Doing jobs for neighbours to build a reputation is a good way to start, he suggests.
‘Drive your business, rather than be driven’, says adviser
Farm businesses are still waiting for clarity from governments on the future direction of travel for farming policy in the UK.
But farmers may need to accept that there will be constant change and start making proactive decisions today based on the information available, says Jonathan Armitage, head of farming at Strutt & Parker.
“Unfortunately, we don’t have all the detail we would like,” he says. “But at some point, you have got to take control of your farming business and drive it, rather than being driven.”
Mr Armitage says there are two strategies for running a successful business.
First, take advantage of the opportunities, which involves exploring the options around the four lines of income for farm businesses:
- Profitable farming – growing crops and rearing animals to raise money
- Profit from agri-environment schemes, including various sources of natural capital
- Profit from diversification. Most farms have some sort of non-farming venture
- BPS payments, which at present still make up the biggest element of profit for most farm businesses.
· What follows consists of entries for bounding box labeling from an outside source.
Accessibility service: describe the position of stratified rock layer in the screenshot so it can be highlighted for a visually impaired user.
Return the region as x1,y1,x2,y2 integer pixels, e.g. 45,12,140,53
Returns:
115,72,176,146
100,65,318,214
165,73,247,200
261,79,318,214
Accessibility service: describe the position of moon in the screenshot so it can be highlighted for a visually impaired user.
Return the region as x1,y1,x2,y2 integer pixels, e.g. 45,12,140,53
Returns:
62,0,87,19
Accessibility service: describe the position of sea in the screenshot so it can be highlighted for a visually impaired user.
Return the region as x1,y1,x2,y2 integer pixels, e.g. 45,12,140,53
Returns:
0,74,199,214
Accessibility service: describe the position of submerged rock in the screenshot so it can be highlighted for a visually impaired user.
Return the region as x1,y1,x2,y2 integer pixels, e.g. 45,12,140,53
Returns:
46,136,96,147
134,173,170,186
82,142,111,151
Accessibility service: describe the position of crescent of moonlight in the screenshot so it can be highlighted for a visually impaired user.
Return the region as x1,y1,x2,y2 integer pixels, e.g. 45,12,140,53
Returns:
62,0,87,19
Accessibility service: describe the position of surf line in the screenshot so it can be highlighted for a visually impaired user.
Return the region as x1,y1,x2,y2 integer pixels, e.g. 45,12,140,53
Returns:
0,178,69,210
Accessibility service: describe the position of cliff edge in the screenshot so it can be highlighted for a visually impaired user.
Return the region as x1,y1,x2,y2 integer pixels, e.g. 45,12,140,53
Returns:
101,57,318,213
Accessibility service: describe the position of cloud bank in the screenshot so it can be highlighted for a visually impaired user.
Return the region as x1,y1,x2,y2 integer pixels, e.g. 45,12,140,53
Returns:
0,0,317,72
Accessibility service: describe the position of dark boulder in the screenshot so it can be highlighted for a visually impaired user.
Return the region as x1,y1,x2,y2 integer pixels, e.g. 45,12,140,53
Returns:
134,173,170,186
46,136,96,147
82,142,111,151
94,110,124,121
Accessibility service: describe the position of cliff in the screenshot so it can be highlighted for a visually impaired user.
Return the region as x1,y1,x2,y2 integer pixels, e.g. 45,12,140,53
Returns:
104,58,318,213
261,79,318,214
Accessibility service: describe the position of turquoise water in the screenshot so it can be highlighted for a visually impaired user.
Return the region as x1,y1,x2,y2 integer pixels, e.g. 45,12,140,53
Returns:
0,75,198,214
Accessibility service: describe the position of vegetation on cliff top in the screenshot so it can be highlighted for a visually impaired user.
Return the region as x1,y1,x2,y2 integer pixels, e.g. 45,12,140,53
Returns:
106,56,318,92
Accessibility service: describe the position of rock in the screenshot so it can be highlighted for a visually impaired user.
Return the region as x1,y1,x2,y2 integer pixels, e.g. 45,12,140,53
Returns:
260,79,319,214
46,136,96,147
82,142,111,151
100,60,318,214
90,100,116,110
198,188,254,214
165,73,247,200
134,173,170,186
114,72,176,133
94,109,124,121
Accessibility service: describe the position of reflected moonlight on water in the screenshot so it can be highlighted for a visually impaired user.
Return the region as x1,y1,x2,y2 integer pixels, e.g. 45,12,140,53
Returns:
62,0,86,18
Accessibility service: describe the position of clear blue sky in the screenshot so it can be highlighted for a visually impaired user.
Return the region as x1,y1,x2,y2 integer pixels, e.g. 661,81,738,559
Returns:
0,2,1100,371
Mr Armitage urges all farm businesses to consider each of the four areas and how they can be used to maximise existing income streams or generate new ones.
“That could be about identifying marginal gains to drive up productivity or might involve introducing a particular crop or livestock for a specialist market,” he says.
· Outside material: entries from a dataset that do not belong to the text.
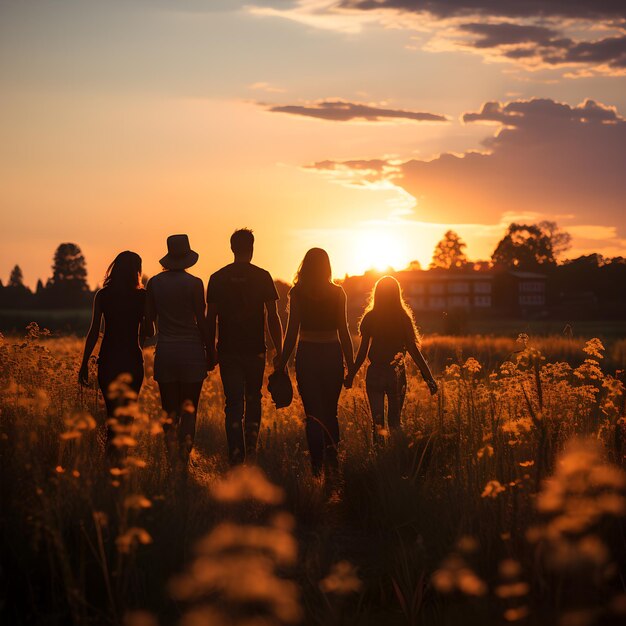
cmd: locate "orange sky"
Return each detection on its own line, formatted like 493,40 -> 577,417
0,0 -> 626,286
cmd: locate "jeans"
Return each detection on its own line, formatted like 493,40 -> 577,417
365,363 -> 406,443
218,353 -> 265,465
296,341 -> 344,475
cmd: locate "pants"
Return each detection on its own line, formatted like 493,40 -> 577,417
218,353 -> 265,465
296,341 -> 344,475
98,357 -> 143,456
365,363 -> 406,442
159,380 -> 204,462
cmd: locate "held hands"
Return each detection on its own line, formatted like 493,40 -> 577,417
78,363 -> 89,387
206,349 -> 217,372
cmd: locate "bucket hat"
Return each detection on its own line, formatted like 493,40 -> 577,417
159,230 -> 199,270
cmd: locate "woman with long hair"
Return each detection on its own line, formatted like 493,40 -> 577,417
277,248 -> 353,476
146,235 -> 207,470
345,276 -> 437,444
78,250 -> 151,454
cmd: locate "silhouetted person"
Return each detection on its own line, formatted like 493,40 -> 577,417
78,250 -> 151,455
345,276 -> 437,444
146,235 -> 207,469
278,248 -> 353,476
207,228 -> 283,464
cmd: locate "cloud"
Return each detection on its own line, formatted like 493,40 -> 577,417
250,0 -> 626,76
309,99 -> 626,237
268,100 -> 448,122
338,0 -> 626,20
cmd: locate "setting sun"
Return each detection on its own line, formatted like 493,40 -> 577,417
353,230 -> 409,271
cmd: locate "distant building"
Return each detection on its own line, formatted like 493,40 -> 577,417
343,269 -> 547,319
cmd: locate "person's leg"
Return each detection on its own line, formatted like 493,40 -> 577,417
365,365 -> 385,445
296,343 -> 324,476
387,365 -> 406,432
178,380 -> 204,460
219,355 -> 246,465
158,381 -> 180,463
243,354 -> 265,461
320,343 -> 344,472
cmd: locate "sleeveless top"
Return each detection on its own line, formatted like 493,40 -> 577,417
148,270 -> 204,343
99,287 -> 146,361
290,285 -> 343,332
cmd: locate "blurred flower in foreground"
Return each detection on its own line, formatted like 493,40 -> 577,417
170,466 -> 302,626
527,439 -> 626,624
432,536 -> 487,596
320,561 -> 363,595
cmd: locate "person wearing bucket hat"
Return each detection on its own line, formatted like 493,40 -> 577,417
207,228 -> 283,465
146,235 -> 207,469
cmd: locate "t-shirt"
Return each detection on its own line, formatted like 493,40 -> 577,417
207,263 -> 278,354
147,270 -> 204,343
360,311 -> 414,365
289,283 -> 345,331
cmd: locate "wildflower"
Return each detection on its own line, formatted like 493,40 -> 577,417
212,465 -> 285,505
583,337 -> 605,359
480,480 -> 506,499
463,357 -> 482,374
115,526 -> 152,554
320,561 -> 363,595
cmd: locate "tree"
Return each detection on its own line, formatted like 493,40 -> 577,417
42,243 -> 89,309
430,230 -> 467,270
538,220 -> 572,259
7,265 -> 24,288
491,223 -> 556,271
52,243 -> 89,291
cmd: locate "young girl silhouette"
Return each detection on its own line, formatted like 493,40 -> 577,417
78,250 -> 152,455
345,276 -> 437,443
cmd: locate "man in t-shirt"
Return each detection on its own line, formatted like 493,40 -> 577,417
207,228 -> 283,465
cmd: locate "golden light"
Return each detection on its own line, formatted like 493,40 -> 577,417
352,226 -> 409,272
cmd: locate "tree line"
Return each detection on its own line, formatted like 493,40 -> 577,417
0,221 -> 626,316
0,243 -> 92,309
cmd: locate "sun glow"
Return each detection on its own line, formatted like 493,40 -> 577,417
353,230 -> 409,272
Second, farmers need to analyse risk and manage it.
“If you are an arable farmer, one example could be deciding whether to grow oilseed rape or another break crop with a more stable output and contract price, such as sugar beet.”
Mr Armitage says farm businesses should also evaluate any financial risks, such as exposure to movements in interest rates.
Many farm businesses also have a small number of staff with individual skills sets that are heavily relied on. “What happens if that person is ill, or leaves. What will you do in that eventuality?” he asks.